Oleh: Roni Efendi (Mahasiswa Program Doktor Pascasarjana Fakultas Hukum Universitas Andalas)
Dosen Hukum Pidana Fakultas Syariah UIN Mahmud Yunus Batusangkar
Kejelasan mengenai siapa yang dapat dipidana dan bagaimana bentuk perbuatan yang dapat dimintai pertanggungjawaban menjadi nadi bagi tegaknya kepastian hukum dalam hukum pidana. Di Indonesia, ketika korporasi ditempatkan sebagai subjek hukum pidana, lahirlah problem mendasar yang hingga kini belum kunjung mendapat solusi memadai yakni apa yang dimaksud dengan perbuatan materil korporasi dalam tindak pidana korupsi? Kekosongan definisi ini telah melahirkan ketidakpastian, bahkan membuka ruang bagi impunitas korporasi yang mestinya menjadi aktor utama dalam praktik korupsi skala besar.
Secara normatif, Pasal 20 ayat (2) Undang-Undang Nomor 20 Tahun 2001 tentang Pemberantasan Tindak Pidana Korupsi (UU PTPK) memang menyebutkan bahwa korporasi dapat dimintai pertanggungjawaban apabila tindak pidana dilakukan oleh orang yang mempunyai hubungan kerja atau hubungan lain dalam lingkup korporasi. Namun, pasal tersebut sama sekali tidak menjelaskan apa yang dimaksud dengan “perbuatan materil” korporasi. Ketidakjelasan ini membuat aparat penegak hukum kebingungan: apakah sekadar keuntungan yang diterima korporasi sudah cukup untuk menjadikannya tersangka, ataukah harus ada bukti bahwa pengurus korporasi sendiri terlibat langsung?

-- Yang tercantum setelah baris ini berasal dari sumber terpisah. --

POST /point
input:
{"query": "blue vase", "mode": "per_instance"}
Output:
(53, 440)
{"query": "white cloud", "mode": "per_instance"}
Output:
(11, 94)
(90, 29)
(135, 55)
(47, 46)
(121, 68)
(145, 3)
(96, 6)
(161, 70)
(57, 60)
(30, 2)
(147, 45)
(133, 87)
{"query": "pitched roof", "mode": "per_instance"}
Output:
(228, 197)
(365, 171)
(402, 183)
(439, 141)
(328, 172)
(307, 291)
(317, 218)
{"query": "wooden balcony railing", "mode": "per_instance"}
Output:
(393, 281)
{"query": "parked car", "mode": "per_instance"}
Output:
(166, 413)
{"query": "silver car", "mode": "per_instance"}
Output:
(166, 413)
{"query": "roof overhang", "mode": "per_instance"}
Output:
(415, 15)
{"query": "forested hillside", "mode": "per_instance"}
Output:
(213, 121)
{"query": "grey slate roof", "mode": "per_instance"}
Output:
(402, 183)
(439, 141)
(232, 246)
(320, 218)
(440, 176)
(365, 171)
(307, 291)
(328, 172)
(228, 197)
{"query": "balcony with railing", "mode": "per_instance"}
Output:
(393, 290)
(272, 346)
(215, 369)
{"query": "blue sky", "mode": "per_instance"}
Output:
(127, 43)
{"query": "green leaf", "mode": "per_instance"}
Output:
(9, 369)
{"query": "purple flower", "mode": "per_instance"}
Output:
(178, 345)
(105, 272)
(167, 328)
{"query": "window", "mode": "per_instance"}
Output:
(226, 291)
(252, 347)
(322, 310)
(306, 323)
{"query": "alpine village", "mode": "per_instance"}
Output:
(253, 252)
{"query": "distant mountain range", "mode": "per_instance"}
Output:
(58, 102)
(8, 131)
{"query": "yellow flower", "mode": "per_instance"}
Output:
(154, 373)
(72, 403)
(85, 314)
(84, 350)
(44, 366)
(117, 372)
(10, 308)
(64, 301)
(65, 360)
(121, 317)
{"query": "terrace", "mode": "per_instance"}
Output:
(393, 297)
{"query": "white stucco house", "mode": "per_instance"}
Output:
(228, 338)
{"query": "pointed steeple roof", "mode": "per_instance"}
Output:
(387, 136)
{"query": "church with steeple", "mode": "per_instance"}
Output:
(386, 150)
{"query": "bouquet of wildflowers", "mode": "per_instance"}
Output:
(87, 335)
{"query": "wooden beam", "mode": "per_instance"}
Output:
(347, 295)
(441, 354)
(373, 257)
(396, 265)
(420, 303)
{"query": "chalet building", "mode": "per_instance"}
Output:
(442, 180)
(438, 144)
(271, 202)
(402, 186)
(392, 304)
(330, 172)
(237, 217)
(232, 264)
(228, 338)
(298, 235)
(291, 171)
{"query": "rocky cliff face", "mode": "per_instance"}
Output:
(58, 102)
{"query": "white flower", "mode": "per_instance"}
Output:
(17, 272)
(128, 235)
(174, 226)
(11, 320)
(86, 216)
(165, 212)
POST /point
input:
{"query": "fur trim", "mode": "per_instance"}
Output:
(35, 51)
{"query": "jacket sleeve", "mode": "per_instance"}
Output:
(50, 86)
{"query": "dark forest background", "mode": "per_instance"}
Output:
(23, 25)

Kekaburan norma ini diperparah oleh ketentuan Pasal 46–49 Undang-Undang Nomor 1 Tahun 2023 Tentang Kitab Undang-Undang Hukum Pidana (KUHP Nasional) yang meskipun mempertegas posisi korporasi sebagai subjek hukum, juga tidak memberikan batasan tegas tentang apa yang dimaksud dengan perbuatan materil korporasi. Alhasil, terdapat celah besar dalam penegakan hukum, bahwa korporasi kerap hanya ditempatkan sebagai penerima manfaat, bukan pelaku tindak pidana. Padahal dalam praktiknya, banyak skandal korupsi yang justru dirancang, dibiayai, dan dikendalikan oleh entitas korporasi.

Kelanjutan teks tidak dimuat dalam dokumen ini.